Moreover, we could not evaluate the basis on which the states selected 
specific companies to examine. That is, multiple exams may or may not 
be duplicative. For example, several states may examine the same 
company for different reasons. Alternatively, multiple state 
examinations of the same company may be necessitated by an insurance 
company's failure to take corrective action in all jurisdictions that 
are affected by an inappropriate activity.

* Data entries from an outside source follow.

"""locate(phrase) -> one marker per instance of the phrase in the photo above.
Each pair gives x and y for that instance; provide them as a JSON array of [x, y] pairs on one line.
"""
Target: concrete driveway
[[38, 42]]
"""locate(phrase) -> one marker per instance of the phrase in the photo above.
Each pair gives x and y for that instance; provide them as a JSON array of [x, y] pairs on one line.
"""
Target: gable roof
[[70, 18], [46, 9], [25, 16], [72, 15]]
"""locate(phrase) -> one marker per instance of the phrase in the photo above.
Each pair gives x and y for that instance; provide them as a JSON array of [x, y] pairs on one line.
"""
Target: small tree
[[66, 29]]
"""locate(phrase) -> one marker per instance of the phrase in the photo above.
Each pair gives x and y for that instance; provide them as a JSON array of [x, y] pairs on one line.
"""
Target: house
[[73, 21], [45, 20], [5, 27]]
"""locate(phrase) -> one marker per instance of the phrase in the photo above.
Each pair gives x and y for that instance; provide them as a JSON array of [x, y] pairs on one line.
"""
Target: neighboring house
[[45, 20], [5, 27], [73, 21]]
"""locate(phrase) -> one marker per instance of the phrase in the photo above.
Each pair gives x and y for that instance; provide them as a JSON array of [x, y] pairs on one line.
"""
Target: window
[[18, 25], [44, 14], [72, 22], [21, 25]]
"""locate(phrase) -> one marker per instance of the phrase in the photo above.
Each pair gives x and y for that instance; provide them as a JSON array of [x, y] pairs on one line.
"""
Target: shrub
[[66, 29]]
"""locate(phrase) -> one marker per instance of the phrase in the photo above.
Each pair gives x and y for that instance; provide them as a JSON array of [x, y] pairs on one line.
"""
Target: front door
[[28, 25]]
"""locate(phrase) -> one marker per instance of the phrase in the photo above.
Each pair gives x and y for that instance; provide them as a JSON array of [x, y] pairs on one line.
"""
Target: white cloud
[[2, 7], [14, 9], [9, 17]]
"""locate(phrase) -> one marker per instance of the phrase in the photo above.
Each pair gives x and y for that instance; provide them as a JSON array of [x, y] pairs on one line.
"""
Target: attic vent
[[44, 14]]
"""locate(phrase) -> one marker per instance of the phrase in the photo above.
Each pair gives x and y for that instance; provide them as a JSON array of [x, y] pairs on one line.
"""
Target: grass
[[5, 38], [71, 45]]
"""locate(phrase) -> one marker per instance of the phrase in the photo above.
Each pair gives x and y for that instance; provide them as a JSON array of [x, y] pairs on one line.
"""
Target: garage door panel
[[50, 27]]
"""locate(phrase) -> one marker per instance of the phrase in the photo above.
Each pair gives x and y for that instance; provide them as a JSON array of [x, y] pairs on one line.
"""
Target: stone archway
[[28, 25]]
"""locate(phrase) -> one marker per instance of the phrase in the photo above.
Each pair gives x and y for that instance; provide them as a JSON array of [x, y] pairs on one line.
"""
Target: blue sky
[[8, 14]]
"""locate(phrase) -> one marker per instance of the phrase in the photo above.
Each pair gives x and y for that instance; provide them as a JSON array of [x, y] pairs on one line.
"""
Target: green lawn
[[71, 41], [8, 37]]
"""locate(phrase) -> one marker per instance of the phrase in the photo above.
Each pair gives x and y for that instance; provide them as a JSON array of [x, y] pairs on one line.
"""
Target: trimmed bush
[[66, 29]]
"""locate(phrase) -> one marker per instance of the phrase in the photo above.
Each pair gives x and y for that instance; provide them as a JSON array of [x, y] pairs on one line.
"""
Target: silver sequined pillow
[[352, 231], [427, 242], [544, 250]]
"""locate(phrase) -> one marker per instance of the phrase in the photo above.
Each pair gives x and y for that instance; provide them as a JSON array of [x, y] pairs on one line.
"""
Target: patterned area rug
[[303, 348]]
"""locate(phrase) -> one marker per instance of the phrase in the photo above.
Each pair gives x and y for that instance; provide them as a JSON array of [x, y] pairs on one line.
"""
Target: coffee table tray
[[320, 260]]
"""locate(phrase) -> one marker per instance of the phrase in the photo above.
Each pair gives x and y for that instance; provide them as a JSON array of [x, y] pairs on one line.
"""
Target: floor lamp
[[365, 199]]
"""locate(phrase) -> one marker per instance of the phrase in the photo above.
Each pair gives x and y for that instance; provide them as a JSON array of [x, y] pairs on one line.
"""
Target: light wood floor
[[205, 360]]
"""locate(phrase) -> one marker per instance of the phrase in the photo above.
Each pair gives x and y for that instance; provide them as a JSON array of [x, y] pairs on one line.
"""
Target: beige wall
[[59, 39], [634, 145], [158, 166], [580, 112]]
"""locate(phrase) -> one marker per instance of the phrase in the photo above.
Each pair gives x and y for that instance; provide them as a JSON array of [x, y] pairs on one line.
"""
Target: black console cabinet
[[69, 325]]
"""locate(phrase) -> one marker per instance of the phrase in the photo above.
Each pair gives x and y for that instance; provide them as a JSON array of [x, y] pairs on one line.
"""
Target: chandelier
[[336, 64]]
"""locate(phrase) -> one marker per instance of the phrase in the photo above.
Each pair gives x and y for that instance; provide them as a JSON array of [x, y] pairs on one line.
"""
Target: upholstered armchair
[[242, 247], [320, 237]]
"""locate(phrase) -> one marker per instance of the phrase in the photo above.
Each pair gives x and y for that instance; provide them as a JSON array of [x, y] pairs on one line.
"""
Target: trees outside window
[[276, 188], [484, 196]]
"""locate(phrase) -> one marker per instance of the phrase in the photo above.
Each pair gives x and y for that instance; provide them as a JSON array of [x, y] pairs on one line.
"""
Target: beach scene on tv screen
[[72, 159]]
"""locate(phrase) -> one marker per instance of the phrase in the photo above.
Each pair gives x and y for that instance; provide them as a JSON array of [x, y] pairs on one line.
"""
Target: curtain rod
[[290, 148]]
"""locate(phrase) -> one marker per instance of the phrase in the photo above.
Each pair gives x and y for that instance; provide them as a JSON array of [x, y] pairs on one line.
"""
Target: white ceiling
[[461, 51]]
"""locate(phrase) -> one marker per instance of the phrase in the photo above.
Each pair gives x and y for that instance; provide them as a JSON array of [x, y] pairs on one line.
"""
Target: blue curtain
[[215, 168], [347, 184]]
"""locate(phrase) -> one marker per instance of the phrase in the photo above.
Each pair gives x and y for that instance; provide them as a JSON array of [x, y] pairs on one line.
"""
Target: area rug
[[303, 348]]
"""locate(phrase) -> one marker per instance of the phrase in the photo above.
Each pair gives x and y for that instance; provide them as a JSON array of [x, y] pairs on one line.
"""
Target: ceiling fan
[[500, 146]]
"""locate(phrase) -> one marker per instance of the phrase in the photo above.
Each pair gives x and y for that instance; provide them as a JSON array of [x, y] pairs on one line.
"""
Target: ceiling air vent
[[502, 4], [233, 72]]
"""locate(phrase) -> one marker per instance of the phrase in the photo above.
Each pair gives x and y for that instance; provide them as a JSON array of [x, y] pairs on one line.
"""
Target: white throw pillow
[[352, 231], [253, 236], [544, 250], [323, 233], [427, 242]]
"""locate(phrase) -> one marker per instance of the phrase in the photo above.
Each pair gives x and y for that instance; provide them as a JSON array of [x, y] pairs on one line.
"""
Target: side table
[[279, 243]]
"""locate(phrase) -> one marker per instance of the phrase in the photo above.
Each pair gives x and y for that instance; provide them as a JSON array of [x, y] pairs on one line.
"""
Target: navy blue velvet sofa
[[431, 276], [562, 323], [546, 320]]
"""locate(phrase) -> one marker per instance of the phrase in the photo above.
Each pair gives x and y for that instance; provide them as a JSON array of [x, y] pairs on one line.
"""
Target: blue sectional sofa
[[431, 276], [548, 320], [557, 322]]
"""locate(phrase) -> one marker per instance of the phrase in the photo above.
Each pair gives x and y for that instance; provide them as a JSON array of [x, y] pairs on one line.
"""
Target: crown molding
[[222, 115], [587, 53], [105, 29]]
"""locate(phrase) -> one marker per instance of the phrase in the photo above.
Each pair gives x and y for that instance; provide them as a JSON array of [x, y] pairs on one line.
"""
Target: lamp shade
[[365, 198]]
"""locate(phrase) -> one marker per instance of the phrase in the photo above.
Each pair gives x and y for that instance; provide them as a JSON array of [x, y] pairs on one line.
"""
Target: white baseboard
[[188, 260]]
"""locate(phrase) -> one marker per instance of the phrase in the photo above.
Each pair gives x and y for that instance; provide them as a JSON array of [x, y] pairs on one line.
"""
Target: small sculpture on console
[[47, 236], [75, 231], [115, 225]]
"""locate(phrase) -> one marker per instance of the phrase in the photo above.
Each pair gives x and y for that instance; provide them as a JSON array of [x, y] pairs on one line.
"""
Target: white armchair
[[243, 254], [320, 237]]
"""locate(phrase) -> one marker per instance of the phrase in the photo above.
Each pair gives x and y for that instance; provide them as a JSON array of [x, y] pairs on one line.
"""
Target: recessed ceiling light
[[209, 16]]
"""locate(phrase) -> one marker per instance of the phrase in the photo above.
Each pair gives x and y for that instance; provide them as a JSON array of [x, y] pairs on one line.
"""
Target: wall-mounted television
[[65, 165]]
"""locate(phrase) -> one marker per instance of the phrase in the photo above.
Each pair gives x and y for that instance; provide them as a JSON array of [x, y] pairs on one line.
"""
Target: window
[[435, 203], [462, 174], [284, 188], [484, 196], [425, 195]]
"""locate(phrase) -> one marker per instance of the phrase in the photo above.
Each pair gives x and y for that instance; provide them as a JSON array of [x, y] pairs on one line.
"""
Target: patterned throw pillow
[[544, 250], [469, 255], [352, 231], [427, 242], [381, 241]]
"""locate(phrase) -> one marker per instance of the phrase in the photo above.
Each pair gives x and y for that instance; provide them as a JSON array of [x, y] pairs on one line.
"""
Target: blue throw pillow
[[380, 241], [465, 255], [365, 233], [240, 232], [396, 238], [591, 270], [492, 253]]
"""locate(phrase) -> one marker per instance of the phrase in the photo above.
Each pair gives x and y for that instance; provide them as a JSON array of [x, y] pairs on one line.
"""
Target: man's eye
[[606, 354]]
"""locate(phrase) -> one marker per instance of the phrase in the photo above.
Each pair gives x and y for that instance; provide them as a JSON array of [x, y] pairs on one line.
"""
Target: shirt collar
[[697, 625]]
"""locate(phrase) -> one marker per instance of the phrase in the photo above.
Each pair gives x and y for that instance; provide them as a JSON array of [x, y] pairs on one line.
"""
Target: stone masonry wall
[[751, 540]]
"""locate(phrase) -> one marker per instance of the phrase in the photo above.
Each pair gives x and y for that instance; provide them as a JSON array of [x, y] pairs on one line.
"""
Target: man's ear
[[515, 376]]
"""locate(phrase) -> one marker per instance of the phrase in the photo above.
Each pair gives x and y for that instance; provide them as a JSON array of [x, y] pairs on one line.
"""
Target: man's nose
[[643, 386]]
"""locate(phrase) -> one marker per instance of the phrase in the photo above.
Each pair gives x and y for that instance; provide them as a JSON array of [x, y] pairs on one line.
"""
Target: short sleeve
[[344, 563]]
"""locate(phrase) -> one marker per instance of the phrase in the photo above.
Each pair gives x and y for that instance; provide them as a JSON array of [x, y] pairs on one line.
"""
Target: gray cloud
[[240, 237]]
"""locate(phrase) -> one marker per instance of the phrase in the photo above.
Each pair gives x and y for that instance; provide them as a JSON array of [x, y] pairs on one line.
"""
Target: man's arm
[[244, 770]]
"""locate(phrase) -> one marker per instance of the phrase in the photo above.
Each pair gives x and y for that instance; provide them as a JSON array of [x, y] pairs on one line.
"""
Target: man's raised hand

[15] In congressional testimony, J. Robert Hunter, of the Consumer 
Federation of America, presented data showing that, on average, it took 
10 years for the average state to complete any market conduct 
examination on a domestic insurer and longer for a nondomestic insurer. 
Statement of J. Robert Hunter, "Increasing The Effectiveness of State 
Consumer Protections," before the Subcommittee on Oversight and 
Investigations, Committee on Financial Services, House of 
Representatives, May 6, 2003.

[16] NAIC's current emphasis on issues related to market conduct are in 
large part a response to provisions in the Gramm-Leach-Bliley Act, Pub. 
L. No. 06-102, November 12, 1999, which addressed insurance regulation, 
and to competitive pressures within the insurance industry. 

[17] McKinsey & Company, Inc., Strengthening the Surveillance System, 
Final Report, a report commissioned by the National Association of 
Insurance Commissioners, April 1974.

[18] Statement given by Joel Ario, Insurance Administrator for the 
State of Oregon and Chairman of NAIC Market Regulation and Consumer 
Affairs Committee, before the Subcommittee on Oversight and 
Investigations, Committee on Financial Services, House of 
Representatives, May 6, 2003.

[19] The scope of our work did not include an analysis of whether the 
"right" companies were being examined or not, but no one else, 
including insurance regulators, knows this for sure. 

[20] Officials in Missouri, which has an active formal market analysis 
program, emphasized this point, telling us that market analysis was not 
a substitute for market conduct examinations but should interact with 
and be integrated into the examination process.